Необъективность | страница 86
Может быть только тогда я начинал понимать, что зло действительно есть, есть повсюду. Может быть просто подавлена совесть, может быть зверь — прагматизм единицы, бытовой корысти, скуки…, да вряд ли важны детали. Видимо мать и отец это тоже вполне понимали, но, как и я, не могли говорить — ведь человека уже не воротишь. Но то лицо, что я видел в двери, было действительно страшным.
…Мы сидим на диване, молчим, лишь эта комната освещена, вся остальная квартира темна и пустует. Темнота смотрит сюда через открытые двери, она прилипла снаружи к стеклу, расплющила нос об него, пытаясь взглянуть через наледь. Мы не движемся, и только кот на полу на желтоватом паласе, выспавшись за день, катается с боку на бок. За чёрным обсидианом блестящего ночного стекла наверху, смутно отражающим комнату, где-то есть голубоватые вспышки — искры от рудничных электровозов; будто рука, упирается в небо прожектор; тает пятно рыжеватого света — лампочка возле подъезда. Я смотрю в тёмную полировку и в её глубине, в отражении, вижу всю сцену — четверо в ряд, и над нами — окно, темнота, с блеском света от люстры, а по краям — словно звук, улетающий вверх, как две колонны, две шторы.
2. На странной планете
Вырубка была широкой — от тела горы и до перелесков равнины.
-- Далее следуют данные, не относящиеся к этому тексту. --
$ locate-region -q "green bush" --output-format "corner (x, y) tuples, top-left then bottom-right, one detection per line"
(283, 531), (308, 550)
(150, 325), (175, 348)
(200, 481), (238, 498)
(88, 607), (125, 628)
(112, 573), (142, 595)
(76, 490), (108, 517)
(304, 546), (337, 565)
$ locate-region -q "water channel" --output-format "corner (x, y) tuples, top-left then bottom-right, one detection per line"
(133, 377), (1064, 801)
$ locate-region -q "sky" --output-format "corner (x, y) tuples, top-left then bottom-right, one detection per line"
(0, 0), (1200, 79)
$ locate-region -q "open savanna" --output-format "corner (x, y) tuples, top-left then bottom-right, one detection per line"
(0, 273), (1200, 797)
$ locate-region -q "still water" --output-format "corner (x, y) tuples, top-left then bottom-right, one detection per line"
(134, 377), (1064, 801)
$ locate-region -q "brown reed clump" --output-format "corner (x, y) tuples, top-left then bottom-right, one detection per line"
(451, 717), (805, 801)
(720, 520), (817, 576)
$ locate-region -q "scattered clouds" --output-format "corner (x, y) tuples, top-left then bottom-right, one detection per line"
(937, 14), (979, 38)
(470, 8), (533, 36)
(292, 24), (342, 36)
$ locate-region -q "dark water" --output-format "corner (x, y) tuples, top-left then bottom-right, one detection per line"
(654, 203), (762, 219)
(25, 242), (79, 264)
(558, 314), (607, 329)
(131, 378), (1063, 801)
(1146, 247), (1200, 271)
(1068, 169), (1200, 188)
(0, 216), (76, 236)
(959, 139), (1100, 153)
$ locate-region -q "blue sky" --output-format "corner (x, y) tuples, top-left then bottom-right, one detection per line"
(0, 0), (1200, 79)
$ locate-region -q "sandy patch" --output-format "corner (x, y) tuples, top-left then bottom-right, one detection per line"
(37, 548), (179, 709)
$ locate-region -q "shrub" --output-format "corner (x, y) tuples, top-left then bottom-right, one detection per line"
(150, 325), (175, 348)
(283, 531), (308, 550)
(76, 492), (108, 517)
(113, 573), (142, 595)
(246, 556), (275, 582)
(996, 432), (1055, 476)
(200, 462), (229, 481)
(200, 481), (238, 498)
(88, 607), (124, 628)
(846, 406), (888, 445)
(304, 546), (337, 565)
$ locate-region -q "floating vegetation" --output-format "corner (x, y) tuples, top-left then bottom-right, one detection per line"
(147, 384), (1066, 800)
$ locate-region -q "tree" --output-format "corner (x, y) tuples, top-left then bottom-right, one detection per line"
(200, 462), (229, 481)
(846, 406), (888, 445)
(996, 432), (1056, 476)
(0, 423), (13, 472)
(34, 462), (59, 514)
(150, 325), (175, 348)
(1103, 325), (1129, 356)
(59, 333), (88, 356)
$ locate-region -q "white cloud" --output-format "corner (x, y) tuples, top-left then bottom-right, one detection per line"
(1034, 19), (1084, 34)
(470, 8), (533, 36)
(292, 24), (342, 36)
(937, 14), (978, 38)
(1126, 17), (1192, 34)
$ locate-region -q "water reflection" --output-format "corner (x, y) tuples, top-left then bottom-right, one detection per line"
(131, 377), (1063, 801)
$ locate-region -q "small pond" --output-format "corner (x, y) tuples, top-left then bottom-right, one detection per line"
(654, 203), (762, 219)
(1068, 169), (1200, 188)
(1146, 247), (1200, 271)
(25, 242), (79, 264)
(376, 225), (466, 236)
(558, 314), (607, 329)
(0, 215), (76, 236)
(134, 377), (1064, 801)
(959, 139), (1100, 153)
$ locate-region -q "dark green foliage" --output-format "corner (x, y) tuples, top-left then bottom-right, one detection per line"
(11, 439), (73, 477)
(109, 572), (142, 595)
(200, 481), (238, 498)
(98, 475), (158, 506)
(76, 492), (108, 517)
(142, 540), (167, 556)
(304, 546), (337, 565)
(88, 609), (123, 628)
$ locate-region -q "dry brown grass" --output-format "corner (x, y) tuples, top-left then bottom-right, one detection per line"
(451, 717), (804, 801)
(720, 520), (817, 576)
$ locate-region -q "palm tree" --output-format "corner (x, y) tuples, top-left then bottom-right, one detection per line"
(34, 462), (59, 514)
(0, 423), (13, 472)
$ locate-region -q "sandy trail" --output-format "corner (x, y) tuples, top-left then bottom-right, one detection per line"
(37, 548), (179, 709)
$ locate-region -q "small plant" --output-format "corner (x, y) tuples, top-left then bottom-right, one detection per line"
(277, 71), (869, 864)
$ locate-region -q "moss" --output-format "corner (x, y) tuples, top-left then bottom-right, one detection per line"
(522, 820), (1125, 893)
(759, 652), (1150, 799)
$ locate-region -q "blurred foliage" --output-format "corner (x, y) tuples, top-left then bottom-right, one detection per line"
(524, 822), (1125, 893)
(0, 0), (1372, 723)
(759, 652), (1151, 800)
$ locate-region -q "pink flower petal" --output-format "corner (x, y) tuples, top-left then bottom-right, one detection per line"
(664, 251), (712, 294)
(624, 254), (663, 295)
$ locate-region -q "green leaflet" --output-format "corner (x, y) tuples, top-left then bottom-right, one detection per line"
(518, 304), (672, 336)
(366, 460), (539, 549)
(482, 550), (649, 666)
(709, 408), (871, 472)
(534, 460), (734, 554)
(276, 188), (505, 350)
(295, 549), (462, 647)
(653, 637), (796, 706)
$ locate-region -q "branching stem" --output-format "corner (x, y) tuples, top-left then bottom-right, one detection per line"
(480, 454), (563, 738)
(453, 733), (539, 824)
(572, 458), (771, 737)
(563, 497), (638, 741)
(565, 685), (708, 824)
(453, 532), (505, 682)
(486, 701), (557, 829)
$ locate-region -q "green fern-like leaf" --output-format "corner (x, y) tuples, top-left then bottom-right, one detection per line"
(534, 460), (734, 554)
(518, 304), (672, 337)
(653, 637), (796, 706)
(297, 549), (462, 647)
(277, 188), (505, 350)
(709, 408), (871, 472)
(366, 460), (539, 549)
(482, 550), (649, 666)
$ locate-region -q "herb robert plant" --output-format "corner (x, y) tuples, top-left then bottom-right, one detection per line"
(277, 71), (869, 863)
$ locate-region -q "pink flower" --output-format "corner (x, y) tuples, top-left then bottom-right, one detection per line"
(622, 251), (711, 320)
Лес наверху был похож на забор тёмных елей. Тропа, пробежав перелесок, опять обходя поваленные деревья и их, будто руки, торчащие корни, медленно забирала всё выше, но и там было много лежащих в траве старых стволов, кругом — ямы и сучья — идти стало трудно. От жары не было сил смотреть вверх, а он всё равно чувствовал над собой бесконечное небо с ярким зрачком бледно-жёлтого солнца — голова ощущала почти твёрдое прикосновение света. Следующий перелесок уже давно был недалеко, но всё не приближался. Тропа вышла на ровный участок, и он смог перейти на автоматический шаг. Бежавшая рядом сухая трава, осыпавшая семенами штаны и ботинки, постепенно сменилась — возник нижний зелёный слой, и почти до плеча поднялись, споря своей высотою с простором, белёсые трубочки-стебли. Он всё же поднял лицо — если отсечь паутиной ресниц слишком яркое солнце, высота втягивала его бледно-прозрачным водоворотом. Когда они вновь вошли в лес, было самое душное время, и, хотя тело как бы смазалось потом, начала появляться усталость. Здесь, среди сосен, тоже всё было пропитано солнцем, но кое-где лежали и жидкие тени, глаз мог отдохнуть на мрачноватом спокойствии хвои. Сначала он лишь наслаждался, что солнце не жжёт больше шею, но вскоре почувствовал — воздух здесь просто расплавлен от зноя. И, наконец, их нашли оводы — то ниже, то вбок, серые и небольшие, они старались «присесть», и их прикосновенье к груди было на удивление мягким. Он отмахивался, но их ровный гул убеждал, что бесполезно. Однако больше всего он не хотел застёгивать рубаху.